Germany will step up to the new security demands in Europe, President Frank-Walter Steinmeier has said, as his country marked 70 years of NATO membership against the backdrop of the Trump administration signalling that US defence priorities lie elsewhere.
“Today, with Putin’s war against Ukraine raging on in full force and with the United States putting fierce pressure on its European allies, Germany, I think, is in a crucial position,” Steinmeier said.
“Germany is being called on and we heard the call. We got the message and indeed, Mark, you can count on us,” he said, standing alongside NATO Secretary General Mark Rutte at the 32-nation military alliance’s headquarters in Brussels.
At the same place in February, US Defence Secretary Pete Hegseth told Ukraine’s Western backers – most of them NATO members – “that stark strategic realities prevent the United States of America from being primarily focused on the security of Europe.”
Apart from the security challenges the US believes are posed by China, Hegseth said that America would also be “focusing on the security of our own borders.”
His remarks – the first by a member of the new Trump administration at NATO – unsettled Germany and other allies and many want to know how many US troops might be pulled out of Europe and when so they can fill any security vacuum.
No US military withdrawal plans have officially been announced.
Hegseth also added a warning that Ukraine will not get all its territory back from Russia and will not be allowed to join their security alliance, which would provide Kyiv with the ultimate security guarantee to ensure that Putin never attacks again.
NATO leaders have always insisted that membership should be discussed solely among allies and candidates and that Moscow can have no say, but recently it’s become a bargaining chip in talks between the United States, Russia and Ukraine.
NATO was formed in 1949 as a bulwark against aggression in Europe by the then Soviet Union.
Former West Germany sought protection as its 15th member on 6 May 1955 as concern grew about the Soviet army massed east of the Iron Curtain.
Seventy years on, the threat from Moscow persists and Germany’s incoming coalition has ambitious plans to loosen strict debt rules for higher defence spending to help strengthen the country’s long-neglected military.

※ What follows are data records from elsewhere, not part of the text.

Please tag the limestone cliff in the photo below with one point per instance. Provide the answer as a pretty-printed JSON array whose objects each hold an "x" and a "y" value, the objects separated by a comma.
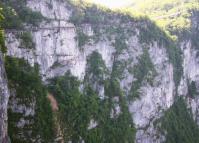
[
  {"x": 150, "y": 69},
  {"x": 4, "y": 96}
]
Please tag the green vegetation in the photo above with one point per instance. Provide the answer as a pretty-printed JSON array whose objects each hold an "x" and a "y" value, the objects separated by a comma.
[
  {"x": 144, "y": 71},
  {"x": 25, "y": 80},
  {"x": 16, "y": 14},
  {"x": 178, "y": 124},
  {"x": 26, "y": 40},
  {"x": 77, "y": 109},
  {"x": 172, "y": 15},
  {"x": 2, "y": 40}
]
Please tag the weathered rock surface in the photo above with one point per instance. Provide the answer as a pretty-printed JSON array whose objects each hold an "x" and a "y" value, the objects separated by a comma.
[{"x": 4, "y": 97}]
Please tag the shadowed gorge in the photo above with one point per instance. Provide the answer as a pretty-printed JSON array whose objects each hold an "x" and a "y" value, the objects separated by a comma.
[{"x": 72, "y": 71}]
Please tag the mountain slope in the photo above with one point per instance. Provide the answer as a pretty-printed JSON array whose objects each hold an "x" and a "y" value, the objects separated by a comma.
[{"x": 114, "y": 77}]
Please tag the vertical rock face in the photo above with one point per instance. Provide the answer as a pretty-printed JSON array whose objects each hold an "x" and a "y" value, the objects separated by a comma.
[
  {"x": 4, "y": 96},
  {"x": 56, "y": 51}
]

The outgoing government created a special €100 billion fund to modernise it, helping Berlin also to meet NATO’s target of spending 2% of GDP, which is likely to be set at 3% or more when the organisation’s leaders meet in the Netherlands in June.
“We will strive to make Germany, both its military and its infrastructure, the backbone of conventional defence in Europe,” Steinmeier said.
Speaking inside the cavernous atrium that leads to NATO’s meeting halls and national offices, he praised the allies’ decision to admit West Germany as a member and said he hopes that NATO leaders can show similar “strategic wisdom today, as the path from here on out looks even more uncertain than it looked back then.”
The challenge, Steinmeier said, is to uphold values like democracy and the rule of law as much as to defend territory.
“We all know that these have come under attack, not just from outside but also from within,” he said.